Hükümet programında öncelik olarak belirtilmesine rağmen.
Ermenistan-Türkiye ilişkilerinin anlatıldığı kısma değinmeyeceğim, çünkü raporda ilişkilerin önkoşulsuz normalleşme süreci olarak sunulan süreç, aslında Türkiye-Azerbaycan’ın tüm önkoşullarının fiili olarak yerine getirilmesi için bir yol haritasıdır”,- demektedir muhalefet milletvekili Hayk Mamicanyan.
Ermenistan Başbakanı ve Türkiye Cumhurbaşkanı, toplam iki telefon görüşmesi yaptı ve Avrupa Siyasi Topluluğu Zirvesi çerçevesinde Prag’da bir kez bir araya geldi.
Ermenistan ve Türkiye özel temsilcileri geçen yıl 4 kez bir araya geldi.
Paşinyan uzlaşma mı, tanıma mı sorusunu bir yıl önce yanıtlamıştı.
“Ermenistan Cumhuriyeti hiçbir zaman “Ermeni Davası” politikası izlememiştir.
2005 yılında Robert Koçaryan, Ermenistan’ın Türkiye’den toprak talebi ve toprak emelleri olmadığını açıkça belirtti.
Temel olarak Serj Sarkisyan da bu açıklamaya atıfta bulundu.

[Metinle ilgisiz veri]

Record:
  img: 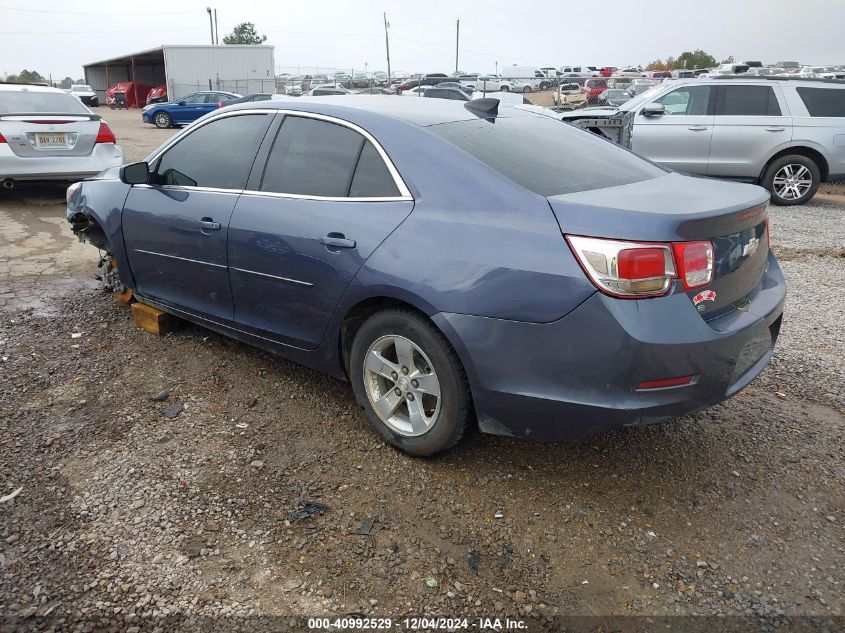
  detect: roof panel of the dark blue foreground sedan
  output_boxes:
[226,94,538,127]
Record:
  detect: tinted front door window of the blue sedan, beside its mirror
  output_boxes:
[155,114,269,189]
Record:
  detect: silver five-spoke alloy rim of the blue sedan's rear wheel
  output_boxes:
[363,335,441,437]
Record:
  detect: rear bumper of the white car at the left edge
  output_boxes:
[0,143,123,180]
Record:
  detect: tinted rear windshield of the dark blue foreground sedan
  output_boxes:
[427,116,665,196]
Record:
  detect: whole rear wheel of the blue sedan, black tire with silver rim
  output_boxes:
[349,309,472,457]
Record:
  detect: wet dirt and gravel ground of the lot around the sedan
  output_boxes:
[0,106,845,633]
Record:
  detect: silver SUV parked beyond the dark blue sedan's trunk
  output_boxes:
[563,78,845,205]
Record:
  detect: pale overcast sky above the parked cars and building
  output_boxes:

Soykırımı tanıma sürecinin sonunda itiraf etmeliyiz ki, bu sürecin lokomotifi, itici gücü her zaman Diaspora ve Diaspora örgütleri olmuştur.”
Analistler, önkoşullar gördükleri için, ilişkilerin kurulmasının, her halükarda hakların veya hedeflerin iptaline yol açacağına inanıyor.

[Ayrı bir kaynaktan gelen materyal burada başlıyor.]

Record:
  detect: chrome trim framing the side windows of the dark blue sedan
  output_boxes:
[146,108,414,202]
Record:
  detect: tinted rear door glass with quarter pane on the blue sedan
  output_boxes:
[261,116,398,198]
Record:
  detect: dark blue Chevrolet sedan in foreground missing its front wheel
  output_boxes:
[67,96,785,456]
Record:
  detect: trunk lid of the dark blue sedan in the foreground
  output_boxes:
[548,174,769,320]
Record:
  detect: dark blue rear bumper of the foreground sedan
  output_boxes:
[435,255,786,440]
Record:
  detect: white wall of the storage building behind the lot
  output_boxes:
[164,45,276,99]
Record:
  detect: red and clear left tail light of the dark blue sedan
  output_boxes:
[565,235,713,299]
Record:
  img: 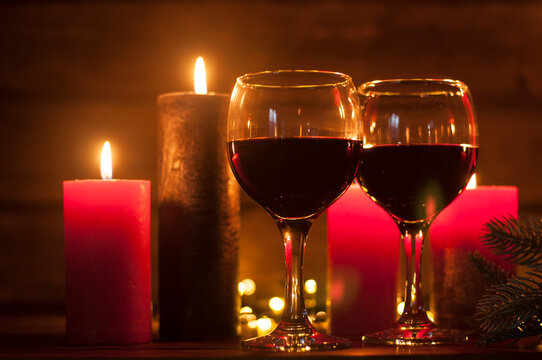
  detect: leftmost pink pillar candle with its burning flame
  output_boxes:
[64,142,152,344]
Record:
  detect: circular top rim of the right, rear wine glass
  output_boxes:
[358,78,468,96]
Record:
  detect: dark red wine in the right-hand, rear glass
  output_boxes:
[357,144,478,221]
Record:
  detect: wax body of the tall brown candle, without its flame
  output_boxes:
[158,57,240,340]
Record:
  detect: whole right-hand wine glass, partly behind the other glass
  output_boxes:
[357,79,478,345]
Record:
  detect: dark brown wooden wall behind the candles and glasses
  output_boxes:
[0,0,542,306]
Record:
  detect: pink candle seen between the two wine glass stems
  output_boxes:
[327,183,400,336]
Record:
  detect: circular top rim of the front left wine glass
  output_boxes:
[237,70,353,89]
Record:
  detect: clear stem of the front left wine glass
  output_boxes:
[277,219,312,325]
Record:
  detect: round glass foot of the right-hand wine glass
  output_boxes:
[363,323,466,346]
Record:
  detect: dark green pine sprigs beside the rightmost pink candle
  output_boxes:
[469,215,542,344]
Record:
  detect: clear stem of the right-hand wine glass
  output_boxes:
[398,221,431,326]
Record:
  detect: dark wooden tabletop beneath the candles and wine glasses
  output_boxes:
[0,314,542,360]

Akademisyen Türkolog Ruben Safrastyan, Türkiye’nin gizli hedeflerini anlamak için iktidardakilerin değil, diğerlerinin, özellikle marjinal partilerin pozisyonlarına dikkat edilmesini tavsiye ediyor.
“Gerçek hedeflerin özü, Ermenistan’a baskı uygulanması, on yıllardır Türkiye’den ön koşul olarak duyduğumuz konularda Ermenistan’ın taviz vermeye zorlanmasıdır.

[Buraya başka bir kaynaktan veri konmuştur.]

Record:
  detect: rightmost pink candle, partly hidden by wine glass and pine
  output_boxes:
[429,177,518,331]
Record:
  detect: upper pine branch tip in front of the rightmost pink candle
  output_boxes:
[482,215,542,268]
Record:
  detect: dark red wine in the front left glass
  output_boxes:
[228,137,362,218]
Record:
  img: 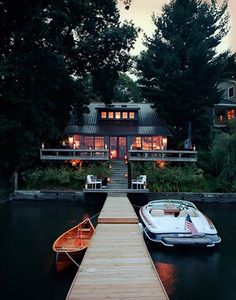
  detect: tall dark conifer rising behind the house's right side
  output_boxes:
[138,0,229,145]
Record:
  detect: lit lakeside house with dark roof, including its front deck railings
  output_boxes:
[40,102,197,164]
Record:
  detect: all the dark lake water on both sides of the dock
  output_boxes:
[0,199,236,300]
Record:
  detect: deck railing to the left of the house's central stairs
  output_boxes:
[40,149,109,160]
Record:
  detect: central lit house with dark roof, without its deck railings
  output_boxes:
[61,103,171,159]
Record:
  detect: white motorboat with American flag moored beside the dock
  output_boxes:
[139,199,221,247]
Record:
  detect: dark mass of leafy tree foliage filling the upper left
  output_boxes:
[0,0,138,177]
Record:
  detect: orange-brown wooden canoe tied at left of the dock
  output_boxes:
[52,218,94,272]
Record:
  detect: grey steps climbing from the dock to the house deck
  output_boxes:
[107,160,128,190]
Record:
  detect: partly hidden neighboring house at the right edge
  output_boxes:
[213,80,236,128]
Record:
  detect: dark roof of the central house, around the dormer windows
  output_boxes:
[64,103,171,136]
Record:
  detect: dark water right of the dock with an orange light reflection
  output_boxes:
[148,205,236,300]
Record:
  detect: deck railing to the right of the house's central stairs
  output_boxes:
[128,150,197,162]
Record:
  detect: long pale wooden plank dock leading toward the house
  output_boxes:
[66,196,168,300]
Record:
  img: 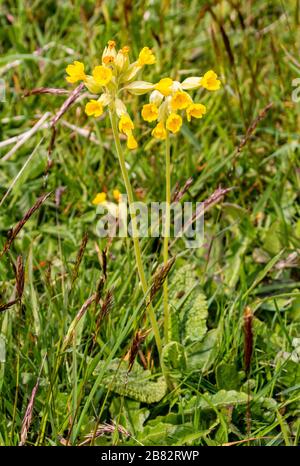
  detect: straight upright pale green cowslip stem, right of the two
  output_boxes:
[163,131,171,344]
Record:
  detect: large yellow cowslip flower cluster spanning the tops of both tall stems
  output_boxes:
[66,40,221,149]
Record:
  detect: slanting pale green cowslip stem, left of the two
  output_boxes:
[109,109,161,356]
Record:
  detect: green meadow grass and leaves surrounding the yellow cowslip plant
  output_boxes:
[0,0,300,445]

Öncelikle de, Ermeni Soykırımı alanında.
Barışçıl söylemler kullanan Türkiye yönetimi, hem dünya ve bölge ülkelerini, hem de Ermenistan’ı yanıltmaya çalışıyor.
Ermenistan, mevcut Ermenistan-Türkiye sınırını tanımadığını hiçbir zaman resmi olarak açıklamadı.
Öte yandan, toplumumuzun bir kısmı, bu sınırı adaletsiz olarak algılamaktadır.
Çünkü Kars Antlaşması, Moskova Antlaşması’na dayanmaktadır ve Moskova Antlaşması imzalandığında Ermenistan’dan hiçbir temsilci katılmamıştır.
Böylece Ermenistan’dan bağımsız ve katılımsız, Ermenistan’ın Türkiye ile sınırı kararlaştırıldı.
Bu yüzden haksız olarak algılanıyor”.
Ermenistan Cumhuriyeti tarihinde, Ermeni-Türk devletlerarası ilişkilerini düzenlemek için 4 girişimde bulunulmuştur.
İlk üçü ön koşullar nedeniyle başarısız oldu, şimdi 4. deneme sürüyor.
Bu durumda, analistler bölgesel ve sosyo-politik değişiklikleri de dikkate almaya çağırıyorlar.
Tanıma ve uzlaşmayı birleştirmek için belki de en iyi “reçete”, İkinci Dünya Savaşı’ndan sonra, Yahudilere karşı işlediği suçlarla yüzleşen ve aynı zamanda kabul eden Almanya tarafından verildi.